Most of the remains of the Fitzgerald estate in Golden, near Cashel, Co Tipperary, have had disappeared by the early 1940s and are difficult to find (Photograph: Patrick Comerford)

Sources and references include:

The Visitations of Staffordshire and Warwickshire.
Michael Greenslade, Catholic Staffordshire 1500-1850 (Gracewing, 2006).

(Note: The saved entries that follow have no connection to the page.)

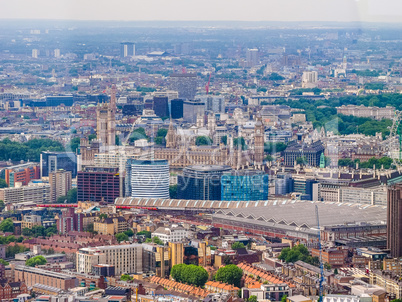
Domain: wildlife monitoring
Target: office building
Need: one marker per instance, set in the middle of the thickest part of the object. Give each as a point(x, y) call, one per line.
point(245, 185)
point(52, 161)
point(394, 220)
point(60, 182)
point(127, 49)
point(310, 152)
point(106, 121)
point(23, 173)
point(35, 53)
point(33, 276)
point(283, 183)
point(176, 252)
point(185, 84)
point(252, 57)
point(192, 109)
point(176, 108)
point(214, 103)
point(57, 100)
point(201, 182)
point(127, 259)
point(29, 221)
point(161, 106)
point(98, 184)
point(147, 178)
point(175, 233)
point(35, 193)
point(156, 259)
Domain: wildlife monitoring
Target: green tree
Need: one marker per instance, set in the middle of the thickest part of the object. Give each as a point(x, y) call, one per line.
point(230, 274)
point(3, 183)
point(129, 233)
point(238, 245)
point(190, 274)
point(126, 277)
point(37, 260)
point(147, 234)
point(4, 262)
point(203, 140)
point(7, 225)
point(121, 237)
point(252, 299)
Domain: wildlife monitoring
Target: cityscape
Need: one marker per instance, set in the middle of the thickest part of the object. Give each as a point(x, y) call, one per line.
point(198, 158)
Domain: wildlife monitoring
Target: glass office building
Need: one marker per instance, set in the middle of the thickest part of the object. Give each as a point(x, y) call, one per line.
point(244, 186)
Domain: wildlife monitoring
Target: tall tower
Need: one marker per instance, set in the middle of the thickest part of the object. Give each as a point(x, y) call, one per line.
point(106, 122)
point(259, 141)
point(171, 137)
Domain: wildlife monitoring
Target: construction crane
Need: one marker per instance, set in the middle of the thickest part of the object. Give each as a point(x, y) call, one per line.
point(207, 86)
point(321, 278)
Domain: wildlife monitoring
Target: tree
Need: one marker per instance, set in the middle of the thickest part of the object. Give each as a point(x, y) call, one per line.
point(147, 234)
point(238, 245)
point(173, 191)
point(126, 277)
point(203, 140)
point(7, 225)
point(252, 298)
point(121, 237)
point(4, 262)
point(190, 274)
point(37, 260)
point(129, 233)
point(3, 183)
point(230, 274)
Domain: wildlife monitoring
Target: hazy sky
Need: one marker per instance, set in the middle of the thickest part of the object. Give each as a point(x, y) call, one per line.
point(238, 10)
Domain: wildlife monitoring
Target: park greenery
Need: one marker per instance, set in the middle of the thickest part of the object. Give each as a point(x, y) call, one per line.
point(230, 274)
point(190, 274)
point(298, 252)
point(34, 261)
point(377, 162)
point(7, 225)
point(27, 151)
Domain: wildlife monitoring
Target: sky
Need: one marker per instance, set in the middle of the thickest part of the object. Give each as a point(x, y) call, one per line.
point(205, 10)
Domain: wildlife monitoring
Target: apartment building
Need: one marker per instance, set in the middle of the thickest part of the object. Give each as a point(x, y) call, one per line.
point(36, 193)
point(125, 258)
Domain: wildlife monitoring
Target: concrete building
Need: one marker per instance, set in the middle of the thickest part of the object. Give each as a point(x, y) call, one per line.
point(377, 113)
point(185, 84)
point(172, 234)
point(394, 220)
point(33, 276)
point(23, 173)
point(35, 193)
point(60, 182)
point(147, 178)
point(125, 258)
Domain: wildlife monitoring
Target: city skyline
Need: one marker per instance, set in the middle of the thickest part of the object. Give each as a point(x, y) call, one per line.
point(389, 11)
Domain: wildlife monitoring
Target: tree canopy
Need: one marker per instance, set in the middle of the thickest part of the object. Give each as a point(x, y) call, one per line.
point(230, 274)
point(190, 274)
point(298, 252)
point(37, 260)
point(7, 225)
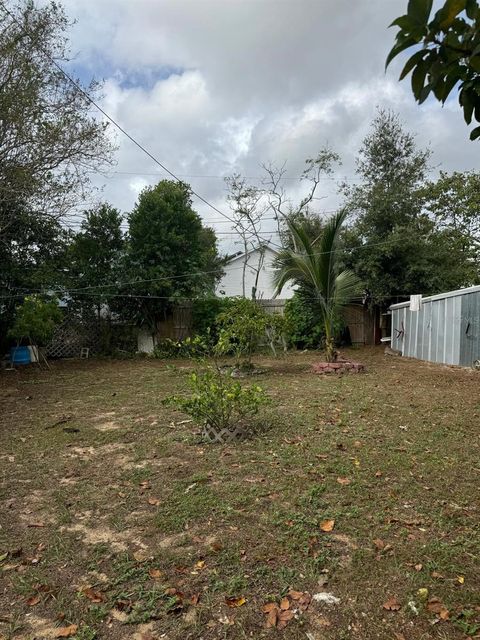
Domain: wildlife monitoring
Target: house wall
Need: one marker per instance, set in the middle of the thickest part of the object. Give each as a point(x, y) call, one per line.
point(231, 282)
point(446, 329)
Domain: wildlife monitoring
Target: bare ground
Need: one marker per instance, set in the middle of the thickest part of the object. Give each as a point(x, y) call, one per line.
point(117, 519)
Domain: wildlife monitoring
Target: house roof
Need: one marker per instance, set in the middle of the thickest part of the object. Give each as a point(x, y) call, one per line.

The Heveningham family tree on Geni (last accessed 21 July 2025).
The Heveningham Family of Staffordshire’ (last accessed 21 July 2025).
The St. Leger-May Family Home Page (last accessed 15 May 2026).
‘Townships: Wall with Pipehill’, in A History of the County of Stafford: Volume 14, Lichfield, ed MW Greenslade (London, 1990), pp 283-294. British History Online http://www.british-history.ac.uk/vch/staffs/vol14/pp283-294 (last accessed 21 July 2025).
‘Burntwood: Manors, local government and public services’, in A History of the County of Stafford: Volume 14, Lichfield, ed MW Greenslade (London, 1990), British History Online https://www.british-history.ac.uk/vch/staffs/vol14/pp205-220 (last accessed 21 July 2025).
Aleyn Lyell Reade, Johnsonian Gleanings, ‘Notes on Dr Johnson’s Ancestors and Connexions’, pp 1-41 (London: 1909).